TOKYO (Kyodo) -- Japan will consider accepting more Asian refugees from 2020, with an eye to doubling the current annual ceiling of around 30 to strengthen its response to regional humanitarian needs, government sources said Monday.
The government will review its current policy of receiving refugees only from Myanmar under the UNHCR-led third country resettlement program, while promoting their settlement not only in Tokyo and surrounding areas but in other parts of the country, according to the sources.
Tokyo is expected to convey the idea to U.N. High Commissioner for Refugees Filippo Grandi, who is scheduled to visit Japan from Wednesday, the sources said.
Japan has accepted a total of 174 Myanmar refugees including some Rohingya Muslims from the western Rakhine State since 2010 under the third country resettlement program. They had been persecuted and moved to neighboring Thailand and Malaysia.
The government will consider encouraging refugees to live in areas other than major urban areas where support measures tend to be more widely available. The move comes as the government plans to accept more foreign workers to deal with a labor shortage in such industries as nursing and construction.
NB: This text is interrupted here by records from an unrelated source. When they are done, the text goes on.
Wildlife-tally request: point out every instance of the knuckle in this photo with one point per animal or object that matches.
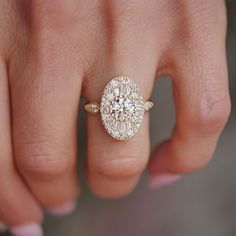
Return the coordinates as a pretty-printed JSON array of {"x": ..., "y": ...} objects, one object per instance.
[
  {"x": 194, "y": 165},
  {"x": 210, "y": 114},
  {"x": 120, "y": 167},
  {"x": 43, "y": 160}
]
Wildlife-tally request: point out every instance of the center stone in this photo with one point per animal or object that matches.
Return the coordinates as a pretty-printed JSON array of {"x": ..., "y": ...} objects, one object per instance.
[{"x": 122, "y": 108}]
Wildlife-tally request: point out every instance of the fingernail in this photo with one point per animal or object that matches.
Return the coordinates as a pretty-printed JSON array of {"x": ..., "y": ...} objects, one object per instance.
[
  {"x": 3, "y": 227},
  {"x": 161, "y": 180},
  {"x": 32, "y": 229},
  {"x": 64, "y": 209}
]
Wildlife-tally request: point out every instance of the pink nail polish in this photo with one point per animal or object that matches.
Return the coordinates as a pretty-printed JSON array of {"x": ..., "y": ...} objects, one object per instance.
[
  {"x": 3, "y": 227},
  {"x": 64, "y": 209},
  {"x": 161, "y": 180},
  {"x": 31, "y": 229}
]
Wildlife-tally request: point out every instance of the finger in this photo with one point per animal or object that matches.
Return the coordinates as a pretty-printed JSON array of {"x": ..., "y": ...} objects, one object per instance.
[
  {"x": 14, "y": 195},
  {"x": 202, "y": 104},
  {"x": 45, "y": 101},
  {"x": 114, "y": 167}
]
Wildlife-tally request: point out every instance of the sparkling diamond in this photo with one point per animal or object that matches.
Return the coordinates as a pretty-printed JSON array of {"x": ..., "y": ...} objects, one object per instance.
[{"x": 122, "y": 108}]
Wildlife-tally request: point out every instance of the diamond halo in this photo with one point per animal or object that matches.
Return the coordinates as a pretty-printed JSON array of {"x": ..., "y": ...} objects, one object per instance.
[{"x": 122, "y": 108}]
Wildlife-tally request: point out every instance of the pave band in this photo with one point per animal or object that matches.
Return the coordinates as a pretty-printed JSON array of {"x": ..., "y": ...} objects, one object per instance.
[{"x": 122, "y": 108}]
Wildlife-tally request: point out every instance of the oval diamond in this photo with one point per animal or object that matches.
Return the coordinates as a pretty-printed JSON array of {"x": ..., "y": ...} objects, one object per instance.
[{"x": 122, "y": 108}]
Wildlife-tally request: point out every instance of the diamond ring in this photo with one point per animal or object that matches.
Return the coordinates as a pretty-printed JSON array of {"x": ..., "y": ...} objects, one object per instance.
[{"x": 122, "y": 108}]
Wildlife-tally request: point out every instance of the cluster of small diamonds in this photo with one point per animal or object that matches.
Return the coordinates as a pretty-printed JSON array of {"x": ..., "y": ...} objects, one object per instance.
[{"x": 122, "y": 108}]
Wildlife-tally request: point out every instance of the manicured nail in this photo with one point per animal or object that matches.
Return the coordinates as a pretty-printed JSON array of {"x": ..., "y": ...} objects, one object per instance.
[
  {"x": 3, "y": 227},
  {"x": 64, "y": 209},
  {"x": 31, "y": 229},
  {"x": 161, "y": 180}
]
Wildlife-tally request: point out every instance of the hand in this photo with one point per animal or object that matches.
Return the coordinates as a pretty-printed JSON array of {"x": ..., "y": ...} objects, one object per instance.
[{"x": 54, "y": 52}]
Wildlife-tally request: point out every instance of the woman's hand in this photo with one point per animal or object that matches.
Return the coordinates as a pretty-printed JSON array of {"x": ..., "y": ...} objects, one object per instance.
[{"x": 54, "y": 52}]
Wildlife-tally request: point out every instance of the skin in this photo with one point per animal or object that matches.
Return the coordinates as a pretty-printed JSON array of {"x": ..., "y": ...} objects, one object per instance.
[{"x": 52, "y": 53}]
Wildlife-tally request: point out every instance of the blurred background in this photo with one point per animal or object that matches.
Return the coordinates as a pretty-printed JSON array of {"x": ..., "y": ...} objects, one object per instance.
[{"x": 203, "y": 203}]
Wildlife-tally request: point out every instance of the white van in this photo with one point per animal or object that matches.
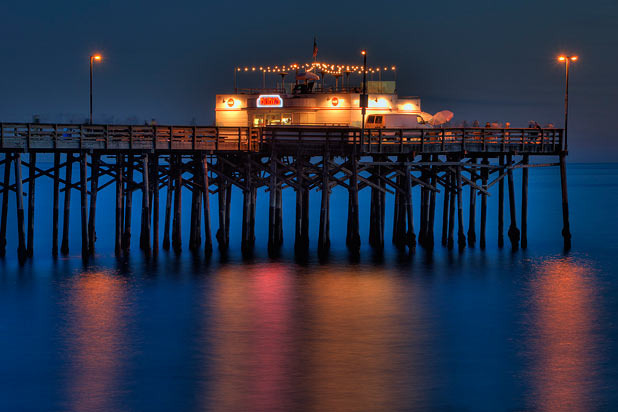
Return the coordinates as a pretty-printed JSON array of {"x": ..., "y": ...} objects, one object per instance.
[{"x": 395, "y": 121}]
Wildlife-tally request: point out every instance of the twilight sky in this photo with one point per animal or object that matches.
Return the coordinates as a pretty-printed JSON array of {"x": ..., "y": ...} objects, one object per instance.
[{"x": 485, "y": 60}]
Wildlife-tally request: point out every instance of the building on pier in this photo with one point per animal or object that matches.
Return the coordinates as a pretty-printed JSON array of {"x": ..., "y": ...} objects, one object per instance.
[{"x": 321, "y": 94}]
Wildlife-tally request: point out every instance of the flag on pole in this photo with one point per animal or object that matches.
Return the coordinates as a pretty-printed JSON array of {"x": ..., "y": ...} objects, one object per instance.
[{"x": 315, "y": 48}]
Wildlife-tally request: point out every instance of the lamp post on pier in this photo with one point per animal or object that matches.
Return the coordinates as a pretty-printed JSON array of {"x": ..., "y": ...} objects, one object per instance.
[
  {"x": 363, "y": 97},
  {"x": 566, "y": 60},
  {"x": 95, "y": 57}
]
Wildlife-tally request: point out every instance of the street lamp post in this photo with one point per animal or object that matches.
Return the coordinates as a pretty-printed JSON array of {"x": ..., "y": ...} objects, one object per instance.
[
  {"x": 566, "y": 60},
  {"x": 93, "y": 58},
  {"x": 363, "y": 98}
]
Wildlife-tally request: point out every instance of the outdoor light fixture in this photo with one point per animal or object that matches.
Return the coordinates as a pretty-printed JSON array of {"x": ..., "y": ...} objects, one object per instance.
[{"x": 95, "y": 57}]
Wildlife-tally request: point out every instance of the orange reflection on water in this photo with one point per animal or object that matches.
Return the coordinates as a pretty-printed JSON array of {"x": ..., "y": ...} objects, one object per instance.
[
  {"x": 330, "y": 339},
  {"x": 96, "y": 332},
  {"x": 252, "y": 338},
  {"x": 563, "y": 342}
]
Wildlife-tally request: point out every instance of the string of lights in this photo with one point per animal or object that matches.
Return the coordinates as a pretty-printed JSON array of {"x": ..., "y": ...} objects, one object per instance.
[{"x": 332, "y": 69}]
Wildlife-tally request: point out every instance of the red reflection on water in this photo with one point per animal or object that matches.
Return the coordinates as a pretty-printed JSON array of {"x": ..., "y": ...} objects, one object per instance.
[
  {"x": 563, "y": 342},
  {"x": 331, "y": 340},
  {"x": 96, "y": 335},
  {"x": 252, "y": 338}
]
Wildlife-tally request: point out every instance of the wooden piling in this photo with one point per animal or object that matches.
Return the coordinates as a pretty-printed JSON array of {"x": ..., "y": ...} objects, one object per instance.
[
  {"x": 222, "y": 200},
  {"x": 168, "y": 204},
  {"x": 176, "y": 225},
  {"x": 94, "y": 189},
  {"x": 272, "y": 193},
  {"x": 472, "y": 216},
  {"x": 128, "y": 207},
  {"x": 353, "y": 235},
  {"x": 119, "y": 203},
  {"x": 155, "y": 204},
  {"x": 461, "y": 237},
  {"x": 513, "y": 232},
  {"x": 19, "y": 191},
  {"x": 146, "y": 205},
  {"x": 31, "y": 195},
  {"x": 68, "y": 186},
  {"x": 501, "y": 205},
  {"x": 324, "y": 229},
  {"x": 451, "y": 212},
  {"x": 484, "y": 179},
  {"x": 566, "y": 227},
  {"x": 83, "y": 187},
  {"x": 410, "y": 237},
  {"x": 8, "y": 158},
  {"x": 429, "y": 235},
  {"x": 445, "y": 208},
  {"x": 206, "y": 203},
  {"x": 524, "y": 203}
]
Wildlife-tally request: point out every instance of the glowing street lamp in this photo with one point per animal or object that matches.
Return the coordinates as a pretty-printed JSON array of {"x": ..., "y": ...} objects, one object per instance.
[
  {"x": 95, "y": 57},
  {"x": 566, "y": 60},
  {"x": 363, "y": 97}
]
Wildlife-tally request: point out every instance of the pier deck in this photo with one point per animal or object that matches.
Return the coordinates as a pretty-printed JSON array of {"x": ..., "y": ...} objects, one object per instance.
[{"x": 209, "y": 161}]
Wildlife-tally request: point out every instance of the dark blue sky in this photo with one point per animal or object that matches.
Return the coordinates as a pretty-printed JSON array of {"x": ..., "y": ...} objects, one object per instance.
[{"x": 485, "y": 60}]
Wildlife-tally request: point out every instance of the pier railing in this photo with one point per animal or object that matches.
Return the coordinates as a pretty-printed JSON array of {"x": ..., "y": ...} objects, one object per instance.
[
  {"x": 34, "y": 136},
  {"x": 433, "y": 140},
  {"x": 67, "y": 137}
]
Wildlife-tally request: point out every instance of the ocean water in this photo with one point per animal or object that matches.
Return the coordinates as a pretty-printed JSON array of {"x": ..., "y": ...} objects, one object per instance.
[{"x": 492, "y": 330}]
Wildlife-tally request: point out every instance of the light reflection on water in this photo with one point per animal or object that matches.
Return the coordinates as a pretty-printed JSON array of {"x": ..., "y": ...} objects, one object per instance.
[
  {"x": 95, "y": 334},
  {"x": 332, "y": 340},
  {"x": 562, "y": 341}
]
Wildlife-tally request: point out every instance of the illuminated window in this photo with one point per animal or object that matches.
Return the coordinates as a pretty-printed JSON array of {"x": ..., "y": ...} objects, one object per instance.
[{"x": 258, "y": 120}]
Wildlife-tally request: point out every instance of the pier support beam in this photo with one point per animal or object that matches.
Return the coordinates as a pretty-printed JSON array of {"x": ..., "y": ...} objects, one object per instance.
[
  {"x": 513, "y": 231},
  {"x": 68, "y": 186},
  {"x": 19, "y": 191},
  {"x": 8, "y": 158},
  {"x": 31, "y": 196},
  {"x": 451, "y": 212},
  {"x": 94, "y": 189},
  {"x": 429, "y": 236},
  {"x": 501, "y": 205},
  {"x": 248, "y": 228},
  {"x": 461, "y": 237},
  {"x": 128, "y": 208},
  {"x": 119, "y": 204},
  {"x": 324, "y": 229},
  {"x": 410, "y": 237},
  {"x": 83, "y": 177},
  {"x": 472, "y": 217},
  {"x": 176, "y": 224},
  {"x": 168, "y": 203},
  {"x": 484, "y": 180},
  {"x": 272, "y": 192},
  {"x": 566, "y": 227},
  {"x": 155, "y": 204},
  {"x": 445, "y": 208},
  {"x": 206, "y": 202},
  {"x": 524, "y": 203},
  {"x": 146, "y": 205},
  {"x": 353, "y": 235}
]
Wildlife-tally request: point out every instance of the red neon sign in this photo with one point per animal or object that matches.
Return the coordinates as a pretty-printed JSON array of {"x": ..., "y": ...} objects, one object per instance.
[{"x": 269, "y": 100}]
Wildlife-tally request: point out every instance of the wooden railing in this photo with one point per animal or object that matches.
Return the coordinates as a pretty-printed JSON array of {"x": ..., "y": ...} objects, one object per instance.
[
  {"x": 34, "y": 136},
  {"x": 433, "y": 140},
  {"x": 49, "y": 137}
]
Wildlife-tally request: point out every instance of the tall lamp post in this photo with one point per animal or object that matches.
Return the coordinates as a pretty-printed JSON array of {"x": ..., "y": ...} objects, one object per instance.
[
  {"x": 363, "y": 97},
  {"x": 566, "y": 60},
  {"x": 95, "y": 57}
]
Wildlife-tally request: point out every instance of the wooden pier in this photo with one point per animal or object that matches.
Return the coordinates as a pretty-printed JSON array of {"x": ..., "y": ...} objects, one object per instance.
[{"x": 205, "y": 161}]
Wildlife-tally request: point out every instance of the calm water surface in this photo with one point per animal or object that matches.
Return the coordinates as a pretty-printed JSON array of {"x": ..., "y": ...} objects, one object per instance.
[{"x": 478, "y": 331}]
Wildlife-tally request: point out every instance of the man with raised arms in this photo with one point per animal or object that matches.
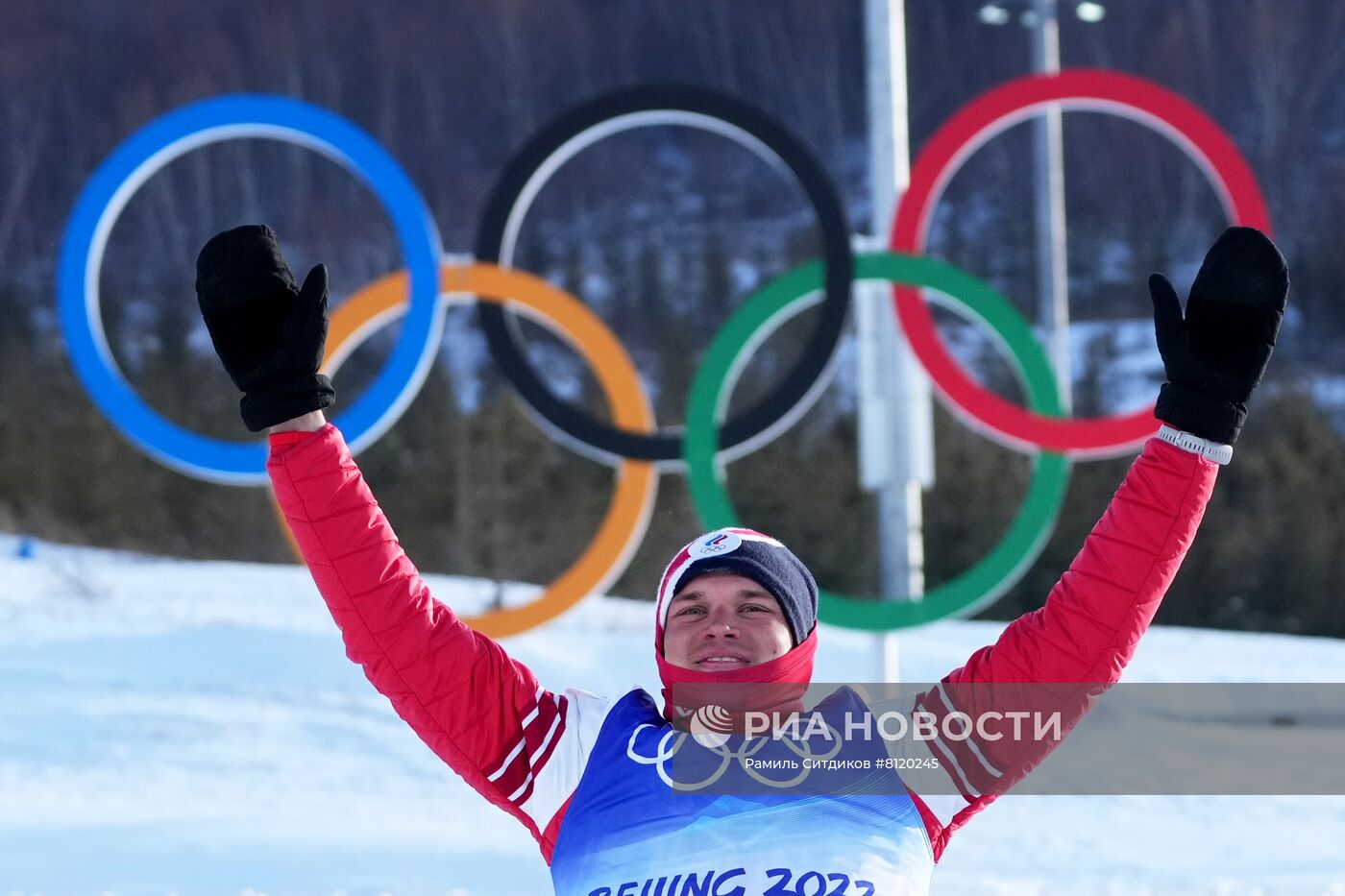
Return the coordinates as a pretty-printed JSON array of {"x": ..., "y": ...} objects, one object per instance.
[{"x": 733, "y": 607}]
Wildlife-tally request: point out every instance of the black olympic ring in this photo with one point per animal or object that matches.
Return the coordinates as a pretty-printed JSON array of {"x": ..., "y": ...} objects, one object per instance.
[{"x": 531, "y": 167}]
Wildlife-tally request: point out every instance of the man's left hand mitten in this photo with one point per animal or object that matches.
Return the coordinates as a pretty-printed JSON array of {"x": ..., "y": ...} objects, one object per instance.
[{"x": 268, "y": 332}]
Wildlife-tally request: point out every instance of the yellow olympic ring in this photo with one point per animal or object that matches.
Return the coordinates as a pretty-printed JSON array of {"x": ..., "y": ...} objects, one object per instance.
[{"x": 636, "y": 480}]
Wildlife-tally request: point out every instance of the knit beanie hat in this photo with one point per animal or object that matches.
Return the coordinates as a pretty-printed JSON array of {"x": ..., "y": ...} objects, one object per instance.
[{"x": 746, "y": 553}]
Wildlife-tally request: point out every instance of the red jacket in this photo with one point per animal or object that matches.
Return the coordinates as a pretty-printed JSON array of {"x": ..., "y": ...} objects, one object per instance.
[{"x": 525, "y": 747}]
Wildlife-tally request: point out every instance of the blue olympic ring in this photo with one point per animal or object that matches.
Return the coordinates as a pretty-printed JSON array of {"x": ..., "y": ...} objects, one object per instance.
[{"x": 155, "y": 145}]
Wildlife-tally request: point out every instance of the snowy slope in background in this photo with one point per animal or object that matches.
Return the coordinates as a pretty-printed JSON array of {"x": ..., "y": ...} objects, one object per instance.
[{"x": 195, "y": 728}]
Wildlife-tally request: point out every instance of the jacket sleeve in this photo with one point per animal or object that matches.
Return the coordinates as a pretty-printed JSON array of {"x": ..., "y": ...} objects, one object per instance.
[
  {"x": 483, "y": 714},
  {"x": 1079, "y": 642}
]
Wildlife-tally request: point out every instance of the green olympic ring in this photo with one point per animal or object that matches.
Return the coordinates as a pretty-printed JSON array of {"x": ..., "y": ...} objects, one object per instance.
[{"x": 790, "y": 294}]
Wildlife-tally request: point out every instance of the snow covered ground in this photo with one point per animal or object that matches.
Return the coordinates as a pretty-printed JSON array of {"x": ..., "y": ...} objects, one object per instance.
[{"x": 195, "y": 728}]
Japan has been known for its tight immigration policy. In 2017, the country accepted only 20 of about 20,000 people who applied for refugee status and allowed 45 to stay in the country on humanitarian grounds, according to the Justice Ministry.
Some critics view the plan to accept more foreign workers as a way to import cheap labor, given that foreigners from developing countries who receive on-the-job training under government programs are often found to have been made to work under poor conditions.